Third, it can help projects get to market more quickly, with components being assembled off-site while on-site excavation and prep work is taking place. This enables more predictable timing and, potentially, a project that produces revenue more quickly. A recent study of modular construction in hospitality by JLL concluded that: “Although the technology has the potential to lower costs in the long term, the main benefit today is a significant decrease in development time.” Other studies have found that modular construction can substantially shorten development schedules, meaning that the occupancy stage can begin much sooner, accelerating return on investment. 

Finally, given today’s growing focus on sustainability, modular construction can provide the added advantage of being “greener.” Even modular projects that do not use green materials tend to produce less waste and tend to be more easily recycled. Lower volumes of construction noise and vehicular pollution also may factor into the equation.

Despite its advantages, there are some pitfalls to modular construction, primarily a lack of flexibility. After materials choices are made and units built, implementing changes can be more costly than with traditional construction because components are meant to work in concert with one another. The lack of flexibility after ground is broken makes it imperative for developers to plan carefully. 

Not every commercial project lends itself to a modular approach. High rise buildings are typically comprised of steel and concrete, which lend themselves less easily to being built modularly off-site.

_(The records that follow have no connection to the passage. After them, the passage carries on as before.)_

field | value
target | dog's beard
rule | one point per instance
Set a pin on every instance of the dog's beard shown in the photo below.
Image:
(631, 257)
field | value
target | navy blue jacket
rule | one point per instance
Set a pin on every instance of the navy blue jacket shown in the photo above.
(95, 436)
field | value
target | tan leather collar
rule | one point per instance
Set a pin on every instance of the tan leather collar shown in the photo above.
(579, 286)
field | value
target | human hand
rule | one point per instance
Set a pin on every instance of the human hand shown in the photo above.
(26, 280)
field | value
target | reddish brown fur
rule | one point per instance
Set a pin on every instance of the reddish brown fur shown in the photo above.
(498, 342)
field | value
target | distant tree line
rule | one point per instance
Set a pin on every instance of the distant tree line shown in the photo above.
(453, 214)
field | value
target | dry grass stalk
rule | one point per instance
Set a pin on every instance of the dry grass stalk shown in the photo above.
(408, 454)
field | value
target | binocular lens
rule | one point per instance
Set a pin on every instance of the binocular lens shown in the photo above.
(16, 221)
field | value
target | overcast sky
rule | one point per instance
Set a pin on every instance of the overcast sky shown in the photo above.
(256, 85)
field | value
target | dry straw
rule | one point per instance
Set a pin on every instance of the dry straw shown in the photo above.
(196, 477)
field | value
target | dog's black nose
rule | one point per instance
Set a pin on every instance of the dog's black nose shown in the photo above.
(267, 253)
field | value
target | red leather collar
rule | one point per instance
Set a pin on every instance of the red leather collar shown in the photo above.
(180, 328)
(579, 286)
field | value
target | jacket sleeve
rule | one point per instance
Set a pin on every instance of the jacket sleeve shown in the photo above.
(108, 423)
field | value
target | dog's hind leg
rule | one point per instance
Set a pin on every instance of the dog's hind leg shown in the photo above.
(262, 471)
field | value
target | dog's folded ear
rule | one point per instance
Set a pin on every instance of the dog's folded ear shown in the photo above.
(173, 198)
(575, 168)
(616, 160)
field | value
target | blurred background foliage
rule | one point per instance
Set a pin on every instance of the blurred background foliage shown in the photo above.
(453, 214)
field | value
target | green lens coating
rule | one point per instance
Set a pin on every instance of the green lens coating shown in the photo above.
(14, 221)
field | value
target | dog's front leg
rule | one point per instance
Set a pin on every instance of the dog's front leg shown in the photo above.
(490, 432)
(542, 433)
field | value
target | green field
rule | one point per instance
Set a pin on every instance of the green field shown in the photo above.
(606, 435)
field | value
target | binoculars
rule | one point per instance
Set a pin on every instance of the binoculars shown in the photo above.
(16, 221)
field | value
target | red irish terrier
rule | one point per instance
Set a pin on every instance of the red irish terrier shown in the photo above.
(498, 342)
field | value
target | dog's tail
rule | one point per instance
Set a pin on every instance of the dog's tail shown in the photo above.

Mid-rise buildings, on the other hand, tend to be composed of a steel and concrete lower podium floor, with a stick/lumber framing above, or are completely stick built, depending on height. For a developer, the decision to use modular, part-modular or traditional construction comes down to an assessment of many factors – including material, labor and time – in light of total cost and project risk. 

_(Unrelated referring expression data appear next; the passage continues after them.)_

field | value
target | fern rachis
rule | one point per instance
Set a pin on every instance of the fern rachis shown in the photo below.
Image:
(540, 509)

Choose Experienced Partners: For all their potential benefits, modular projects can be challenging, requiring careful design and forethought about how units are manufactured, assembled and transported. It is therefore important to work with a general contractor that can demonstrate previous experience with modular projects and can marshal the logistics necessary to execute the project on time and on budget. Fortunately, an increasing number of contractors specialize in this space.

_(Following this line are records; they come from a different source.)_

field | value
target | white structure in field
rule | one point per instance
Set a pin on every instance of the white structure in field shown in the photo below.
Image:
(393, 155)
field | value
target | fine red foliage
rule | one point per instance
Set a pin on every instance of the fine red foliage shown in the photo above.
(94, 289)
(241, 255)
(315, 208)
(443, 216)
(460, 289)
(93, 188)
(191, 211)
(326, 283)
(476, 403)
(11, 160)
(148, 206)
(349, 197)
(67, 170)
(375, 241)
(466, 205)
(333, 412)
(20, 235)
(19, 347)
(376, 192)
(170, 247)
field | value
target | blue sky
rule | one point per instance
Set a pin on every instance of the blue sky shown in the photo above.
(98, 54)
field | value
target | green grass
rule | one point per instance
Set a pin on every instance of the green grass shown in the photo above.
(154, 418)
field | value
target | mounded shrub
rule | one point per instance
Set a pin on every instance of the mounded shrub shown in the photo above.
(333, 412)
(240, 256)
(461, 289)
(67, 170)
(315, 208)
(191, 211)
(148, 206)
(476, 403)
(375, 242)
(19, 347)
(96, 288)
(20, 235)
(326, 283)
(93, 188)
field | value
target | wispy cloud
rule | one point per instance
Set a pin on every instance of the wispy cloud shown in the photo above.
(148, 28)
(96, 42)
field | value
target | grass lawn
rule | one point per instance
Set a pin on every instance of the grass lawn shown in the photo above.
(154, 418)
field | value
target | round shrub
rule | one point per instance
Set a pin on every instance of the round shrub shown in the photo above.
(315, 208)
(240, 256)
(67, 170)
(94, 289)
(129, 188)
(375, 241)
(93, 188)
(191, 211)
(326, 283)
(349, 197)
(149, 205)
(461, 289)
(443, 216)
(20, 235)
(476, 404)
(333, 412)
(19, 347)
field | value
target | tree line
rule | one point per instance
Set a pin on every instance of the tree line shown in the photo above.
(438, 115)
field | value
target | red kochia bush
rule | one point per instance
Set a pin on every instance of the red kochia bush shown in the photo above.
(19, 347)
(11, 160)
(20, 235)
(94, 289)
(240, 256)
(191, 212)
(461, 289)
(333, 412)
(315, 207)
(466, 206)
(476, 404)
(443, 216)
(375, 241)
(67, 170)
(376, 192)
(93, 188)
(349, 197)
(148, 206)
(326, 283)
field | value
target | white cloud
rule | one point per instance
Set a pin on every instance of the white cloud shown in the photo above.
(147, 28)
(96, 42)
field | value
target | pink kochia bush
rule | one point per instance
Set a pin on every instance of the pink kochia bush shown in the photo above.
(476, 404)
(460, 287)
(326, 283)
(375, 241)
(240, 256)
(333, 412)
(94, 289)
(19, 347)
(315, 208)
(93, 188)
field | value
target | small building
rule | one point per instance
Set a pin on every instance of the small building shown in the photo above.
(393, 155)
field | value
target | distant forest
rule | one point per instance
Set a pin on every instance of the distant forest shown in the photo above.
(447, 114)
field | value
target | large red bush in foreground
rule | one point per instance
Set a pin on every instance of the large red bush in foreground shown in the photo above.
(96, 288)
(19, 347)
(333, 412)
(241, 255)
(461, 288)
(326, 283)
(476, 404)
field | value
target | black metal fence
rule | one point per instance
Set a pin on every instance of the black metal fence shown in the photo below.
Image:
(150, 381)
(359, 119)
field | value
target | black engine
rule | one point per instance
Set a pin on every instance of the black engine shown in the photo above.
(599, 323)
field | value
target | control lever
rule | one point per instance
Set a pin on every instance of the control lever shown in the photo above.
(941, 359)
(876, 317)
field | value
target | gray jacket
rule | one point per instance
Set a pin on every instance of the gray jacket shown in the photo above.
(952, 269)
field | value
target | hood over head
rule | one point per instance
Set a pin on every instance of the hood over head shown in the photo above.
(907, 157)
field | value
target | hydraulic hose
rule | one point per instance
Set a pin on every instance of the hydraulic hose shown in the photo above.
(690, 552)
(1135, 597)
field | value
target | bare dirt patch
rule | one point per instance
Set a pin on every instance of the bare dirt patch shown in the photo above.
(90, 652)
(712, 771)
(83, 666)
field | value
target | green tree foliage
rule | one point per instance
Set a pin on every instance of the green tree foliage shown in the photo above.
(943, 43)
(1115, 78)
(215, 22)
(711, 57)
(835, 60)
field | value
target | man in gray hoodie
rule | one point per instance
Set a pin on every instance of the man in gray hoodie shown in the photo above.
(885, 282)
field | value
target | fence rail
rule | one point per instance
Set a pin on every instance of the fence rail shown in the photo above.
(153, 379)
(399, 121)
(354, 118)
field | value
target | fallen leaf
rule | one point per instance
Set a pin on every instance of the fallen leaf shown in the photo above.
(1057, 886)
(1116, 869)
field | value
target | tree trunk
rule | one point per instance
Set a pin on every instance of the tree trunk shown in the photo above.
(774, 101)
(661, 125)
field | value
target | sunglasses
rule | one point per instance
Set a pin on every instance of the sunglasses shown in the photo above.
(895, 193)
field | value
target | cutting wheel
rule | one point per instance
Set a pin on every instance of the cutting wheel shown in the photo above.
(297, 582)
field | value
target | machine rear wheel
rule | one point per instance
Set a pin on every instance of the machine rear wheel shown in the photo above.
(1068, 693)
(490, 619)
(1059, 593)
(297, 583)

Equally important is the choice of financial partner. The nature of modular projects dictates that lenders cannot structure loans in the same way that they do traditional ground-up projects. A typical commercial construction loan requires the lender to fund out of the loan for costs incurred for onsite work. But with modular projects, contracts often require payment upfront before a production cycle starts, as well as payments when items are shipped or arrive on site.

Developers should seek out lenders who are comfortable and willing to work with the numerous contracts that are involved in modular construction, can design the loan effectively and understand both the upsides and the risks of modular construction. 

Final Thoughts: As the commercial real estate market continues to evolve, it is conceivable that ever-more ambitious projects will make use of modular techniques, either in whole or part. In the nearer term, however, the demand for modular solutions is most likely to escalate in lower- and mid-rise projects, particularly in multi-family and hospitality. 

With developers, contractors and lenders gaining more experience with modular projects, the industry will continue to innovate, refine and better manage risks. For now, developers interested in exploring modular construction should be open to the advantages it can offer, but also remain clear-eyed about its potential drawbacks as well.